Skip to content
Thåst Docs

ADR 001 — State-first architecture

Status

Accepted

Context

We need to design an integration hub that connects Bitfocus Companion with multiple external applications. The hub needs to:

  1. Share state/telemetry from Companion to all connected clients
  2. Allow clients to send commands to Companion
  3. Support multiple concurrent clients
  4. Be resilient to disconnections and reconnections

Traditional event-driven architectures have challenges:

  • New clients miss events that occurred before connection
  • Clients must maintain their own state reconstruction
  • State consistency is difficult to guarantee

Decision

We adopt a state-first architecture where:

  1. The hub maintains a canonical state store with last-known-value semantics
  2. Each state key has a single owner (namespace) that can write to it
  3. On connection, clients receive a snapshot of current state
  4. After snapshot, clients receive delta updates for changes
  5. State keys are marked stale when their owner disconnects
  6. Events are secondary to state - used for ephemeral notifications only

State Store Properties

  • Ownership: Each key has exactly one owner.
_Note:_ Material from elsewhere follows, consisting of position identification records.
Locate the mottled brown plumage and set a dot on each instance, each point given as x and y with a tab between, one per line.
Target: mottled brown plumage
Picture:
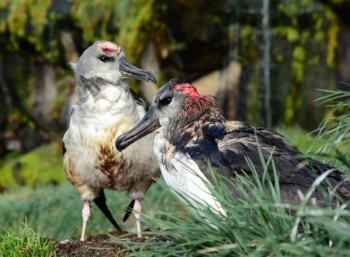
194	132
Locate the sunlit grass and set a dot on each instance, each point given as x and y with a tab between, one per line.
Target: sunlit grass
24	242
257	224
56	210
39	167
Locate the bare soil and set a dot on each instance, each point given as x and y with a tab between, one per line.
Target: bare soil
100	245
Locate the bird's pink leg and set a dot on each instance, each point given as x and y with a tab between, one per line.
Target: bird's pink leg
85	214
137	211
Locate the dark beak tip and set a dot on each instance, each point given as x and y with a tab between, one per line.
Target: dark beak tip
119	143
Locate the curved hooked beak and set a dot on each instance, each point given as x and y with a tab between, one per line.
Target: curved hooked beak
147	125
130	71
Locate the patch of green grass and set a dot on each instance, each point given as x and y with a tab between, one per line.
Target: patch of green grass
39	167
24	242
257	224
56	210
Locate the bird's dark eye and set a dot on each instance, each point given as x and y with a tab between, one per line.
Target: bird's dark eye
165	101
105	58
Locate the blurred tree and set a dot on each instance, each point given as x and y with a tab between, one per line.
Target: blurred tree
191	38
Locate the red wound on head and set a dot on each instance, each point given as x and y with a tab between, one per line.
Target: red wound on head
108	47
187	89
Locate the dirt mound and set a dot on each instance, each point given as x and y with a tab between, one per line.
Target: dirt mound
101	245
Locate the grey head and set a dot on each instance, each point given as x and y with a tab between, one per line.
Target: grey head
107	61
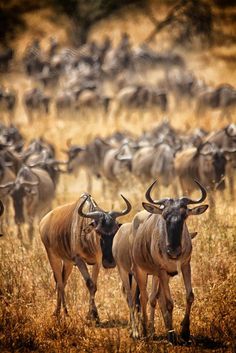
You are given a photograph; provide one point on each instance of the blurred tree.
(85, 13)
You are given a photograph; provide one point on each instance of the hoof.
(185, 336)
(172, 337)
(93, 316)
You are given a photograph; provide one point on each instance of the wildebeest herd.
(156, 241)
(94, 75)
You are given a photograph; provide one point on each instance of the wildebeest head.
(212, 163)
(174, 212)
(72, 153)
(106, 226)
(23, 186)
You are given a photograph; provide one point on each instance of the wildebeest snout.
(174, 253)
(108, 263)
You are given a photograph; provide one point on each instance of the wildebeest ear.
(1, 208)
(198, 210)
(193, 235)
(151, 208)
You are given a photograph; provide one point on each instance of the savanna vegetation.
(27, 289)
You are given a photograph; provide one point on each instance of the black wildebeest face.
(105, 225)
(219, 163)
(18, 195)
(212, 163)
(174, 213)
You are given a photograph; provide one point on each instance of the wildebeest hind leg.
(141, 278)
(90, 285)
(153, 301)
(127, 284)
(186, 271)
(56, 266)
(66, 271)
(166, 305)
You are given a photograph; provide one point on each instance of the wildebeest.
(36, 101)
(89, 157)
(162, 244)
(222, 97)
(156, 161)
(225, 139)
(7, 102)
(32, 193)
(205, 163)
(5, 57)
(70, 239)
(1, 213)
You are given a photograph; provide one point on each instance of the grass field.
(27, 289)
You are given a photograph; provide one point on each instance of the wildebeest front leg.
(141, 278)
(90, 285)
(93, 313)
(153, 301)
(127, 287)
(166, 306)
(186, 271)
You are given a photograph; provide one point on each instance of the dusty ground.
(27, 291)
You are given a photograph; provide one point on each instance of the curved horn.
(56, 162)
(29, 183)
(229, 150)
(94, 215)
(149, 198)
(206, 153)
(115, 214)
(7, 185)
(1, 208)
(68, 142)
(228, 132)
(189, 201)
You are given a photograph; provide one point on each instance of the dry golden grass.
(27, 289)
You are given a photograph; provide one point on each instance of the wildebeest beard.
(107, 229)
(174, 230)
(18, 197)
(219, 166)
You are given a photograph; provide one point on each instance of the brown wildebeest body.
(161, 244)
(206, 163)
(226, 139)
(69, 238)
(1, 213)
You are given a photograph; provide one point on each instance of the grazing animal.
(226, 139)
(205, 163)
(32, 193)
(36, 100)
(162, 244)
(222, 97)
(121, 249)
(70, 239)
(1, 213)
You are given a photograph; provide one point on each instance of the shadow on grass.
(113, 323)
(197, 341)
Only the owner can modify.
  • Versioning: Each key has a monotonic version number.
  • Staleness: Keys can be marked stale (owner disconnected).
  • Pattern matching: Subscriptions use wildcard patterns.

Event Log

Events are logged to an append-only log for:

  • Debugging and replay
  • Audit trail
  • State reconstruction if needed

But events are not the source of truth - state is.

Consequences

Positive

  • New clients immediately have consistent state
  • No “catch-up” logic needed in clients
  • Clear ownership prevents conflicts
  • Staleness tracking makes disconnections visible
  • Deterministic behaviour under normal operation

Negative

  • Memory usage scales with state size
  • State store is a single point of truth (must be reliable)
  • Some event-only patterns don’t fit naturally

Alternatives Considered

  1. Pure event sourcing: Rejected because it requires all clients to replay events.
  2. Distributed state: Rejected as overly complex for this use case.
  3. Request-response only: Rejected because real-time updates are essential.